The Commodity Futures Trading Commission (“Commission”) is proposing to amend Commission Rule 1.32 to permit a futures commission merchant (“FCM”), in computing the amount of customer funds required to be held in segregated accounts pursuant to section 4d(2) of the Commodity Exchange Act (“Act”), to offset a net liquidating deficit or debit ledger balance in a customer's account with securities that have a “ready market” as defined by Rule 15c3-1(c)(11) of the Securities and Exchange Commission (“SEC”) and that are deposited as margin by such customer. The proposal would limit the amount of the offset to the market value of the securities, less the applicable haircuts set forth in SEC Rule 15c3-1(c)(2)(vi). The FCM would also be required to maintain a security interest in the securities, including a written authorization to liquidate the securities at the FCM's discretion, and to segregate the securities in a safekeeping account with a bank, trust company, clearing organization of a contract market, or another FCM.
Comments must be received on or before November 30, 2000.
Comments should be mailed to Jean A. Webb, Secretary, Commodity Futures Trading Commission, Three Lafayette Centre, 1155 21st Street, NW., Washington, DC 20581. In addition, comments may be sent by facsimile to (202) 418-5521, or by electronic mail to email@example.com. Reference should be made to “Recordkeeping—Futures Commission Merchants' Daily Computation of the Customer Segregated Amounts.”Start Further Info
FOR FURTHER INFORMATION CONTACT:
Thomas J. Smith, Special Counsel, Division of Trading and Markets, Commodity Futures Trading Commission, Three Lafayette Centre, 1155 21st Street, NW., Washington, DC 20581; telephone (202) 418-5495; electronic mail firstname.lastname@example.org; or Henry J. Matecki, Financial Audit and Review Branch, Commodity Futures Trading Commission, 300 S. Riverside Plaza, Room 1600-N, Chicago, IL 60606; telephone (312) 886-3217; electronic mail email@example.com.End Further Info End Preamble Start Supplemental Information
I. Offsetting Customer Net Liquidating Deficits or Debit Ledger Balances With Securities That Have a “Ready Market”
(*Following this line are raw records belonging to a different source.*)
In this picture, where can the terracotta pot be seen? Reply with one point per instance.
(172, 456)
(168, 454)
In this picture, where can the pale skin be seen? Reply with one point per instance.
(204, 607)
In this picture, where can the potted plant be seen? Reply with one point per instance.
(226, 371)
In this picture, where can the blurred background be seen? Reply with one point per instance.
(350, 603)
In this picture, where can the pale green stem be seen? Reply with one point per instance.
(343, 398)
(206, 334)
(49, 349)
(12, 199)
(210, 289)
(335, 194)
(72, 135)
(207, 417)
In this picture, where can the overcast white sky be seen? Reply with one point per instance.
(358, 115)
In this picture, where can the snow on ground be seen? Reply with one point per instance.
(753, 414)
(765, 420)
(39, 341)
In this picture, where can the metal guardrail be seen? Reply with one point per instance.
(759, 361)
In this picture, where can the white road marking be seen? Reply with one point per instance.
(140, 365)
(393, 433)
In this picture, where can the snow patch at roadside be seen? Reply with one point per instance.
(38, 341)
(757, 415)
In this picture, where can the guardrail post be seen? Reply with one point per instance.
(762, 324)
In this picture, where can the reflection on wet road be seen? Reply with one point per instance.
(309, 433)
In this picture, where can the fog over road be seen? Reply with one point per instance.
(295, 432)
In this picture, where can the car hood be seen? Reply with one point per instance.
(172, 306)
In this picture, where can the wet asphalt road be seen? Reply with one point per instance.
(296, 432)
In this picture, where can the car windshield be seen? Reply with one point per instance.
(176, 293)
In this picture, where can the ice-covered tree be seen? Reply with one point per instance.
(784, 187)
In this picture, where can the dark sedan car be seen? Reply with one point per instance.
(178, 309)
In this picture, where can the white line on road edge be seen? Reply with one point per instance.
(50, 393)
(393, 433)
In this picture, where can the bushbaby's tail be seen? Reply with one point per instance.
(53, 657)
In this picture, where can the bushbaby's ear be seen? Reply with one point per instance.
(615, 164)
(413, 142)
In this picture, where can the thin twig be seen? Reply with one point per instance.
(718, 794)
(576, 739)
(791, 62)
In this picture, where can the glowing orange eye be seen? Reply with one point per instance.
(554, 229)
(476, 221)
Section 4d(2) of the Act requires, among other things, that an FCM segregate from its own assets all money, securities, and other property held for customers as margin for their commodity futures and option contracts, as well as any gains accruing to such customers from open futures and option positions. The statute also prohibits an FCM from using the money, securities, or property of one customer to margin or secure futures or option positions of another customer. The segregation requirement is intended to: Protect customers who are dealing with an FCM by assuring the FCM has funds available to readily liquidate its obligations to its customers; assure an FCM has funds available to meet its daily variation margin obligations to the clearing organizations of contract markets; and prohibit an FCM from misappropriating customer funds for its own purposes.
Commission Regulations 1.20 through 1.30 implement the segregation of funds provisions of Section 4d(2) of the Act. Rule 1.32, a related recordkeeping regulation, requires each FCM to prepare a daily computation which shows: (1) The amount of funds that an FCM is required to segregate for customers who are trading on U.S. commodity exchanges pursuant to the Act and the Commission's regulations; (2) the amount of funds the FCM actually has in segregated accounts; and (3) the amount, if any, of the FCM's residual interest in the customer funds segregated. The computations required by Rule 1.32 are hereinafter collectively referred to as the “segregation computation”. 
In 1959, the Commodity Exchange Authority (“CEA”), the predecessor agency of the Commission, issued Administrative Determination No. 171 (“AD No. 171”) in which it expressed the opinion that if an FCM elects to accept securities from a customer as margin, the securities, for purposes of computing the segregation computation, must be handled separately from the money deposited by, or due to, other customers. The AD further provided that any net liquidating deficit in the account of a customer who deposited securities as margin was required to be covered by a deposit in segregation of an equivalent amount of the FCM's own money. This effectively required an FCM who held securities for a particular customer to segregate for the full value of those securities even though the customer's account liquidated to a deficit. For example, if a customer had a credit ledger balance of $3,000 and a mark-to-market loss on open positions of $4,200, that customer's account would liquidate to a deficit of $1,200. If that customer also had securities with a market value of $50,000 on deposit with the FCM as margin for his commodity account, the FCM would be required to include in its daily segregation computation, a $50,000 segregation requirement for that customer. The FCM would not have been able to reduce the value of the security by the $1,200 net liquidating deficit.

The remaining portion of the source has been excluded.